TEMPO.CO, Jakarta - Mahkamah Agung Filipina memerintahkan pemerintahan Rodrogo Duterte dan lembaga keamanan untuk melindungi lingkungan di wilayah sengketa Laut Cina Selatan.
Perintah ini menyusul keluhan yang disampaikan nelayan Filipina atasu aktivitas ilegal Cina.
Menurut laporan Reuters, 4 Mei 2019, Mahkamah Agung mengatakan telah mengeluarkan surat perintah yang menginstruksikan para kepala kementerian utama, penjaga pantai, angkatan laut dan polisi untuk menegakkan konvensi internasional dan hukum domestik untuk melindungi terumbu karang dan kehidupan laut di Zona Ekonomi Eksklusif (EEZ) 321 kilometer laut Filipina.
Baca: Tensi di Laut Cina Selatan, 2 Kapal Perang Rusia Tiba di Filipina
Perintah ini, menurut kritikus, merupakan tantangan langka oleh mahkamah agung terhadap penyerahan diri Presiden Rodrigo Duterte pada ekspansionisme dan militerisasi Cina di Laut Cina Selatan, sebagai imbalan atas insentif ekonomi yang dijanjikan.
Mahkamah agung menanggapi sebuah petisi oleh komunitas nelayan dari dua provinsi yang menuduh bahwa pembangunan pulau oleh Cina dan praktik penangkapan ikan Cina merupakan pelanggaran terhadap putusan tahun 2016 oleh Pengadilan Arbitrase Permanen, dalam kasus yang diajukan dan dimenangkan oleh Filipina.
Duterte telah dituduh menghambur-hamburkan keuntungan dari keputusan penting itu dengan menyerah pada tuntutan strategis Cina, dengan harapan mendapatkan miliaran dolar pinjaman dan investasi.
Baca: Duterte Minta Pasukan Bersiap Hadapi Cina Terkait Pulau Thitu
Perintah yang dikeluarkan pada Jumat oleh Mahkamah Agung mencakup tiga wilayah yang disengketakan, Shoal Scarborough, Shoal Thomas Kedua yang diduduki Filipina, dan Karang Mischief, salah satu dari tiga karang yang telah dikonversi oleh Tiongkok menjadi pulau-pulau buatan yang dilengkapi dengan radar, bunker, dan rudal permukaan ke udara.
Mahkamah agung tidak memberikan jangka waktu dan tidak mengatakan bagaimana pihak berwenang harus menegakkan hukum.
Menteri kehakiman dan juru bicara presiden tidak segera menanggapi permintaan Reuters untuk mengomentari perintah pengadilan.

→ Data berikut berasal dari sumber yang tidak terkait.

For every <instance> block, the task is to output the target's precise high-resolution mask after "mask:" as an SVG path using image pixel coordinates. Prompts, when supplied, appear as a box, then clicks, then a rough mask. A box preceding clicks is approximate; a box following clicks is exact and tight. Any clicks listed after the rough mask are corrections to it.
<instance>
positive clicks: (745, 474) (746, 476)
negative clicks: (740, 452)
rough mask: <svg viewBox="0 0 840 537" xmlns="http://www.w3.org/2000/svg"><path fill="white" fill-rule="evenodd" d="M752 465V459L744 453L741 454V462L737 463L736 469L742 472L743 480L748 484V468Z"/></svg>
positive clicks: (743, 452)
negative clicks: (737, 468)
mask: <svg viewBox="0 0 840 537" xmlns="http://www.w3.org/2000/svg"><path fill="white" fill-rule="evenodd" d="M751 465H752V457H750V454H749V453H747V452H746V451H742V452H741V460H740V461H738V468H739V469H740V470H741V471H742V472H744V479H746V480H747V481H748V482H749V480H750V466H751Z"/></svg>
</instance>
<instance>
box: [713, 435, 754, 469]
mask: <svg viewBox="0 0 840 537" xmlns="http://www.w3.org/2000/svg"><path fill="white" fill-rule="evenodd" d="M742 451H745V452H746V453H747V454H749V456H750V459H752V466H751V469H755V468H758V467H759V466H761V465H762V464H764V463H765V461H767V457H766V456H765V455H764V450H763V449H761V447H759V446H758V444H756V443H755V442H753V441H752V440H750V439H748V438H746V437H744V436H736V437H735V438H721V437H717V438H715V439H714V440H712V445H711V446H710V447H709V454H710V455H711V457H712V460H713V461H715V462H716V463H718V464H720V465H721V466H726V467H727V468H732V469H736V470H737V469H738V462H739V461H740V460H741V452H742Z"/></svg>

Putusan itu menambah krisis kebijakan luar negeri terbesar Duterte di masa kepresidenannya, ketika Cina memperketat kontrolnya atas jalur air strategis di mana lebih dari US$ 3 triliun (Rp 42.745 triliun) dalam perdagangan dihasilkan setiap tahun melalui perairan ini.
Presiden Filipina Rodrigo Duterte, dan Presiden Cina Xi Jinping berjabat tangan setelah upacara penandatanganan di Beijing, Cina, 20 Oktober 2016. AP Photo
Jajak pendapat secara konsisten menunjukkan bahwa popularitas besar Duterte di antara orang-orang Filipina tidak banyak mengubah perasaan ketidakpercayaan terhadap Cina.
Duterte membantah mengalah ke Beijing tetapi berpendapat tidak ada gunanya dan berbahaya untuk menantang kekuatan militer yang lebih unggul.
Dia bertemu Presiden Cina Xi Jinping pada pertemuan puncak di Cina bulan lalu dan, menurut para pembantu Duterte, menyuarakan oposisi terhadap gerombolan kapal penangkap ikan Cina di dekat pulau yang disengketakan yang ditempati oleh Filipina.
Baca: Filipina Protes Kehadiran Ratusan Kapal Cina
Abdiel Fajardo, presiden Integrated Bar of Philippines, organisasi pengacara Filipina, mengatakan surat itu menegaskan putusan arbitrase dan secara efektif mengingatkan pihak berwenang bahwa mereka memiliki kewajiban untuk mengikuti konstitusi dan hukum domestik.
"Filipina, setidaknya melalui pengadilan, tidak melepaskan haknya atas mereka dengan menyetujui tindakan sepihak negara lain," katanya dalam sebuah pesan teks.